Opflow Submission Guidelines

Opflow solicits articles of interest to water treatment and supply operators and welcomes unsolicited contributions.

Most articles look at multiple types of technology (e.g., the differences among and uses of various types of valves) or are how-to case studies, written by utility staff or consulting partners, about how a utility solved a problem using a particular technology or product or adapted a certain process.

These case studies state a problem; look at various alternative solutions; and explain (generically) what process, technology, or equipment was selected to solve the problem as well as how it was applied. Articles usually are summarized by lessons learned during the selection and application processes, including what “not to do” as well as “what went right.”

Opflow articles use generic terms—not brand or company names. The articles explain the alternatives, as well as chosen methods, when looking at a product, technology, or methodology. As a membership organization, AWWA doesn't endorse particular products or technologies. The best endorsement for a process or technology is a successful case study.
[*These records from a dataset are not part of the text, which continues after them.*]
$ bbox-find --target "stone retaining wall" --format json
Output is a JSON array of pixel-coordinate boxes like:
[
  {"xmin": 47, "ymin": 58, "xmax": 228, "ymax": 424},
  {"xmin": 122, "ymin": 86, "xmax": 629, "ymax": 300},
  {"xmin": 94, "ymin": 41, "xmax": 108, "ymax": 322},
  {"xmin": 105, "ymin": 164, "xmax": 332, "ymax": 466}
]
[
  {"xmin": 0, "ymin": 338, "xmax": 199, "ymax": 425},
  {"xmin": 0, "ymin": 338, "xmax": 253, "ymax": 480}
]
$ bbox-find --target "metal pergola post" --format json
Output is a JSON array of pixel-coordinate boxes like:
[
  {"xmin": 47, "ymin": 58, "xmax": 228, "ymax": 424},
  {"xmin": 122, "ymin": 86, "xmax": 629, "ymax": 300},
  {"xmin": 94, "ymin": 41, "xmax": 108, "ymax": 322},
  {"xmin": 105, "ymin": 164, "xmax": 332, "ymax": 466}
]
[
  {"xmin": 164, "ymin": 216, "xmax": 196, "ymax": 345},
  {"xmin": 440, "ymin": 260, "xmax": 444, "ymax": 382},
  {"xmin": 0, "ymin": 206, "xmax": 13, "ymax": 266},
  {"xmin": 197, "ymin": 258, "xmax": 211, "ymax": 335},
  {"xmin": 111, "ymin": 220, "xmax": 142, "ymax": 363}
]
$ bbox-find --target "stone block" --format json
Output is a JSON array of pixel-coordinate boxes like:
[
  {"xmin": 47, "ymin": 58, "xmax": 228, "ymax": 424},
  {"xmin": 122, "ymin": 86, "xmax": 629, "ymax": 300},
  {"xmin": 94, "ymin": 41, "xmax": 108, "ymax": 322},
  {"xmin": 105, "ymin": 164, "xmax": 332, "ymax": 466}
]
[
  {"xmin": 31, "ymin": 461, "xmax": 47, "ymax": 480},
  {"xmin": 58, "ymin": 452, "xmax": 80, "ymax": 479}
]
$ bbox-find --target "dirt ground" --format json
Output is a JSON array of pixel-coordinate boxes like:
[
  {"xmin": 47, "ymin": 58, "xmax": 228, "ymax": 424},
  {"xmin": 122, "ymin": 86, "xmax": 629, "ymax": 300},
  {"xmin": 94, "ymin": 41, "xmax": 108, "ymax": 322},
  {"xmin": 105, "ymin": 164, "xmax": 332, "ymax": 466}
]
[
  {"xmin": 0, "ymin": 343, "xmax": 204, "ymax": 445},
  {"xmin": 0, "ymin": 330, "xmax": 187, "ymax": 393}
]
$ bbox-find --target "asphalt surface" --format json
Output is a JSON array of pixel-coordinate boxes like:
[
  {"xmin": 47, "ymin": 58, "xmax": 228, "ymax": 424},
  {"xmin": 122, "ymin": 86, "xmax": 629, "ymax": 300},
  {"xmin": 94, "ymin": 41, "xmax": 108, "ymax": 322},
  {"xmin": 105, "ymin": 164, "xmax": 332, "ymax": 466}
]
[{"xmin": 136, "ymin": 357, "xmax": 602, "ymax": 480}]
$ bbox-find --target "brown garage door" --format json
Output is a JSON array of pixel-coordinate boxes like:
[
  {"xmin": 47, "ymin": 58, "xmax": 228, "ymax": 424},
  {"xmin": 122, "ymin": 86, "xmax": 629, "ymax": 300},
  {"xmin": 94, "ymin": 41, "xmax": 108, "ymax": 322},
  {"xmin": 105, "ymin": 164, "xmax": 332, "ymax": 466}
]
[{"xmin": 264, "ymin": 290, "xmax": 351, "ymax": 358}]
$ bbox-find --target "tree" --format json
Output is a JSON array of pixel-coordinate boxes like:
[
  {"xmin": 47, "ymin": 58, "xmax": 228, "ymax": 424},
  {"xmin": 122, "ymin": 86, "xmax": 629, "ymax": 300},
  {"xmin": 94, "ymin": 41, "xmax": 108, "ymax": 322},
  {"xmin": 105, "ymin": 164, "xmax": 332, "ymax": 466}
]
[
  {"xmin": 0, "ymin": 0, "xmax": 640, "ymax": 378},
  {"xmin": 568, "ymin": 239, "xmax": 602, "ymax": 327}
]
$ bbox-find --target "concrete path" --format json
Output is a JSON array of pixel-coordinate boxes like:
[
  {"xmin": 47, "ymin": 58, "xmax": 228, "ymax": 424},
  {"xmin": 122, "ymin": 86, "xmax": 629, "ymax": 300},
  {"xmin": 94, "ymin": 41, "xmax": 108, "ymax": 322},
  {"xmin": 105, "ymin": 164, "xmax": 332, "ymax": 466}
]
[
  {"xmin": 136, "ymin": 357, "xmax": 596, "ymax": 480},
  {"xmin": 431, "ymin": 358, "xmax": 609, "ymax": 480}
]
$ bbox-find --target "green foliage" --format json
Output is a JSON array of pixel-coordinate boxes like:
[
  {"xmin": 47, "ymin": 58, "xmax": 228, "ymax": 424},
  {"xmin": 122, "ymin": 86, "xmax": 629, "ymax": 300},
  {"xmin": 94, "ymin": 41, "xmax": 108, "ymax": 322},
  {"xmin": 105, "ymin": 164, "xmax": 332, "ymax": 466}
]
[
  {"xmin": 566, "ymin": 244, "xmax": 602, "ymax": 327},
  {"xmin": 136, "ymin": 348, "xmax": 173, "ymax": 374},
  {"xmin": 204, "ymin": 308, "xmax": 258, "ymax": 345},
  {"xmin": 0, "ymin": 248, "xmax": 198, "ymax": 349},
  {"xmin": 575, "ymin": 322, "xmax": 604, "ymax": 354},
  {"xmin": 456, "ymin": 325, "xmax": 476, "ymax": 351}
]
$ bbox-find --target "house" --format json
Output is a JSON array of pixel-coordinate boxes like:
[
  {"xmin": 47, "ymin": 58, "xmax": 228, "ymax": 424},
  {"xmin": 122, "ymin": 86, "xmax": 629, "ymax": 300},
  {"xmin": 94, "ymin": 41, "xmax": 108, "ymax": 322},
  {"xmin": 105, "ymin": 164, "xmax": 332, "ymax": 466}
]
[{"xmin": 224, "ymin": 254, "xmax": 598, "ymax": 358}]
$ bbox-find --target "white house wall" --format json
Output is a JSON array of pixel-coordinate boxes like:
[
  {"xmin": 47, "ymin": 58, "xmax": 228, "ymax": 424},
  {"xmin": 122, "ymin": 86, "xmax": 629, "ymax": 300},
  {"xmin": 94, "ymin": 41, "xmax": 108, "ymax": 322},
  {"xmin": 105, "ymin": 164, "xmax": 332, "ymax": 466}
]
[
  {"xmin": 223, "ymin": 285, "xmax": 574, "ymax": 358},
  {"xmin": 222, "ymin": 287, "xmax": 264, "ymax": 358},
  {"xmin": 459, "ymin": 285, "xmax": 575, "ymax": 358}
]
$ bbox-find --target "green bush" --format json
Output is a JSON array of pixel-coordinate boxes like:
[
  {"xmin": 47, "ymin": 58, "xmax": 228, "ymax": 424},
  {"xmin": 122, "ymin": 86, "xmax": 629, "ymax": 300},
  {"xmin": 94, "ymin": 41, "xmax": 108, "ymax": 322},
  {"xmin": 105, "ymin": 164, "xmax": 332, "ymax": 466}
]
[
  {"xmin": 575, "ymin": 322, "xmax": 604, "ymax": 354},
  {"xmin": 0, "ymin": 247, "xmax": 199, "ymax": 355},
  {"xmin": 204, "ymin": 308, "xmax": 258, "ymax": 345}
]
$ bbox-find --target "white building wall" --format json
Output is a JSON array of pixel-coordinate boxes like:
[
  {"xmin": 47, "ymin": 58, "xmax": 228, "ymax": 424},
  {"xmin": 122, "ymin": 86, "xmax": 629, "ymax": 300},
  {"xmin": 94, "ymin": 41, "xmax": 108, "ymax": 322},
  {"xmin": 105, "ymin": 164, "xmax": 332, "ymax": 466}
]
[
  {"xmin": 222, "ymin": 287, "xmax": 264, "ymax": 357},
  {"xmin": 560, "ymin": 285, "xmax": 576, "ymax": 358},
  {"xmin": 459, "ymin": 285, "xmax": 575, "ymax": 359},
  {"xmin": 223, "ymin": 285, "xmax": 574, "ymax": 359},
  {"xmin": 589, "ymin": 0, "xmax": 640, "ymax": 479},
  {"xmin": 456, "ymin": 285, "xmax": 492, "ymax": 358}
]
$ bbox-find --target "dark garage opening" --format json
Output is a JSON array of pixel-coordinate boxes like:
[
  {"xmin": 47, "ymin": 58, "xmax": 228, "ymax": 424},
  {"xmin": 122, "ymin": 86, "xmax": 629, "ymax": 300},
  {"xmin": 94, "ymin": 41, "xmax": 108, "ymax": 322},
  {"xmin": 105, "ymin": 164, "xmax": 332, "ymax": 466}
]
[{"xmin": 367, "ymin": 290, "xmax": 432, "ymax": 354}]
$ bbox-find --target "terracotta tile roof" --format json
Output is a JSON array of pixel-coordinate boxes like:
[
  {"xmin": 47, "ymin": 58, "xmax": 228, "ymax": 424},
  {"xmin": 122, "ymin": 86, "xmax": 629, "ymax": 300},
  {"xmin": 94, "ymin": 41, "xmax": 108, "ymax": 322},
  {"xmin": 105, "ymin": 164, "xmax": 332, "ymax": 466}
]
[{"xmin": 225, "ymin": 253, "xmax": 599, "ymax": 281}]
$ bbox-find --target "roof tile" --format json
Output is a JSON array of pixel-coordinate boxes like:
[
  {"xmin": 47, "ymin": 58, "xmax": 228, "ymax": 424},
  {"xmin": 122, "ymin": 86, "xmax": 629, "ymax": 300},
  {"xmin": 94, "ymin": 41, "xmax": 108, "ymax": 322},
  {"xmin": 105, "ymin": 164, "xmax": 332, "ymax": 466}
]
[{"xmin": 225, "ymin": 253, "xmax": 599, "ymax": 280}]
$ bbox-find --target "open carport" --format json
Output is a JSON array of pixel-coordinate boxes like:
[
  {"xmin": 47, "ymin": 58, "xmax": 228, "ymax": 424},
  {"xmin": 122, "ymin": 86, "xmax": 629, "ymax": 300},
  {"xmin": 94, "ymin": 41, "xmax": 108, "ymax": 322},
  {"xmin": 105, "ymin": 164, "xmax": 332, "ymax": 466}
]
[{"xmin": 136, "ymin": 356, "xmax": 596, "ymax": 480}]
  • Opflow articles are typically 1,200 to 2,000 words long.
  • Submitted articles are edited for style, length, and readability. Authors have the opportunity to review changes before publication.
  • Color photos—preferably high-resolution digital .jpg or .tif files at 300 dots per inch—are required for article layouts. Photos are even better when they include people performing their jobs.
  • Additional graphics should be submitted to highlight an article's key points. Please submit original source files used to create the graphics, as source files offer optimal translation into press-ready file formats. Examples of common graphics source files are .xls, .ppt, .eps, .ai, .psd, and .svg. Most software allows graphics to be exported into press-ready formats. In this case, authors may be asked to export files as .pdf, .eps, .svg, or .emf.
  • Submit a caption for each graphical element (e.g., figure, table, photograph) that stands on its own; i.e., readers should have all information needed to understand the image without having to refer to the text. 
  • Articles can be submitted as Word documents by email.